Они ведь даже не попрощались друг с другом, так и расставшись в ссоре. Он остался у себя в комнате, когда она уезжала в «Рогатого Ужа». Кажется, это было целую вечность назад.

Жгучее раскаяние стискивало горло. Беззвучное, ничем не похожее на траур вокруг. Даже черное нельзя надеть, ведь она больше не баронесса. А так, неприкаянная дура-чародейка. Большего она и не заслужила. И дальний верхний зуб разболелся сильнее в назидание.

Сколькие здесь знают, что это она посоветовала взять Амарант?

На рассвете, когда пришла Сиза и передала ей сведения про акции распроклятого ририйского общества, она также объяснила ей, что к обороне Амаранта пытались подготовиться. Именно поэтому Луазы попросили помощи у Хернсьюгов, где был также и Глен. Многие откликнулись и явились в качестве ополчения. Но розовую усадьбу взяли штурмом за три часа, и надежда отстоять остатки острова без помощи короля стала стремительно таять.

Эдорта встала последним бастионом перед окончательным поражением Змеиного Зуба. Впрочем, кажется, захватчик и не спешил продвигаться дальше. Эдорта всё-таки была куда меньшим городом, чем Брендам, и, если рассуждать здраво, не представляла особого интереса для стратегов. У неё даже не было выхода к морю.

Однако если б туда смог добраться Адальг вместе со своим войском…

Но сейчас всё зависело от того, сумеет ли он прорвать блокаду, которую устроила флотилия графа и его союзников. И сколькие останутся живыми свидетелями этому событию. Не война – так потрясения забирали людей. И ещё Софи.

Её последнее пристанище Валь обнаружила, когда пришла к святилищу на рассвете. Холмик свежей земли расположился ровно посередине низины, чётко вписанный в круг черепов, перьев и амулетов, натянутых на верёвки по периметру. Её могилу щедро украсил пышный венец пушистых снежноцветов и контрастных остролистов.
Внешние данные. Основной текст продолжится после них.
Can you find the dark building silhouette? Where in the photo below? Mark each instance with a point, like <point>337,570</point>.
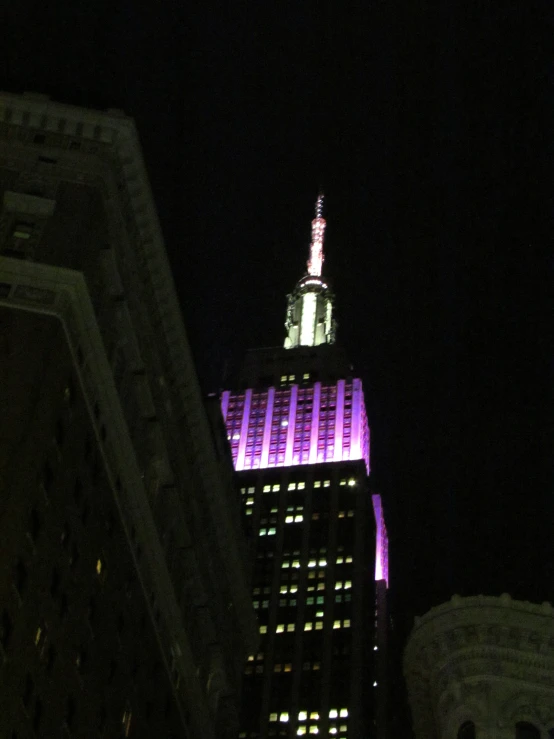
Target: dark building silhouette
<point>299,436</point>
<point>124,602</point>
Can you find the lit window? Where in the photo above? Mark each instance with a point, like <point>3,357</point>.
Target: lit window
<point>126,720</point>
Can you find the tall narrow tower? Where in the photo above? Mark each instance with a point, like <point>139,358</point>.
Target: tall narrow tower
<point>299,436</point>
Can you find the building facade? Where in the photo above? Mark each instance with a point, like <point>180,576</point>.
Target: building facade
<point>125,609</point>
<point>482,668</point>
<point>297,425</point>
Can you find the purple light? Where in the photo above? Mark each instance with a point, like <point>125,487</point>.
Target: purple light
<point>282,427</point>
<point>381,542</point>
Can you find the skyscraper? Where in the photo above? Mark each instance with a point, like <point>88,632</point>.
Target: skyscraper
<point>299,436</point>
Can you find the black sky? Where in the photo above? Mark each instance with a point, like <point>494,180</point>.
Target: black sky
<point>430,128</point>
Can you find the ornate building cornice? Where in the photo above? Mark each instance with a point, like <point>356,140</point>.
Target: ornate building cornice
<point>484,659</point>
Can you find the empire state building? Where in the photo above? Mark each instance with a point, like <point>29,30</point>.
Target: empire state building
<point>299,435</point>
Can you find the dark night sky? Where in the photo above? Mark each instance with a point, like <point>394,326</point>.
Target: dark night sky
<point>430,128</point>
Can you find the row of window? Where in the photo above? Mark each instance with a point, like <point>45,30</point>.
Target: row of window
<point>308,626</point>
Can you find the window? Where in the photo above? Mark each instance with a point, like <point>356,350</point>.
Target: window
<point>6,628</point>
<point>524,730</point>
<point>126,720</point>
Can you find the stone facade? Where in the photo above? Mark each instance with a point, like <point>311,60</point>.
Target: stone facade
<point>484,660</point>
<point>129,469</point>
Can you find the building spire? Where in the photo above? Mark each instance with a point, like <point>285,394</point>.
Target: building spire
<point>315,262</point>
<point>310,320</point>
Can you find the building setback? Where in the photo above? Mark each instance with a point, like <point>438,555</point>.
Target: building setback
<point>124,606</point>
<point>299,436</point>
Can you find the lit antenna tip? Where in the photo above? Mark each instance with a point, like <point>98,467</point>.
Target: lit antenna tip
<point>319,206</point>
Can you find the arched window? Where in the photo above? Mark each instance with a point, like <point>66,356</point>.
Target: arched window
<point>525,730</point>
<point>467,730</point>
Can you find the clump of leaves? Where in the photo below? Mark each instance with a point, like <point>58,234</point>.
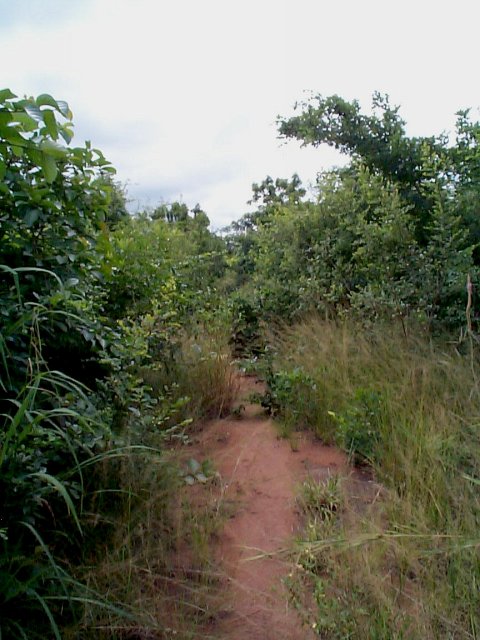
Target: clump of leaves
<point>195,471</point>
<point>359,426</point>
Этот граф даже не потрудился позвать её, Вальпургу. Что ж, ему недолго оставалось. Судя по слухам, его шансы против флотилии короля оставляли желать лучшего.

По крайней мере, об этом жарко дискутировали другие змеиные дворяне, мало смущаясь наблюдающих похороны солдат в тёмных мундирах. Ещё не отзвучали молитвы жреца, а голоса уже нарастали, галдя о соотношении сил.

Валь была не в состоянии воспринимать их разговоры. Услышала только негромкую беседу леди Нур Риванз Одо и Германа.

– Если не носить чёрное по тем, кого не стало, можно навсегда навлечь их гнев на свой род. Но мы бессильны, – с холодным осуждением говорила старуха.

– Какое ей чёрное, – сплюнул Герман. – Она только и ждала. Она и её стервятник.

– Но если б она хотя бы накинула вуаль…

«…это бы всё изменило, не иначе», – мрачно закончила за ней Валь и поняла, что пора уходить.

Никто не хотел выражать своё несогласие открыто, потому что о её делах с графом, кажется, было осведомлено большинство. Однако безумный факт того, чтобы не облачиться ради погибшего мужа в чёрное, будоражил аристократов настолько, что она ощущала напряжённые взгляды со стороны почти что каждого. Да ещё и слух про Рудольфа, несомненно, набирал обороты.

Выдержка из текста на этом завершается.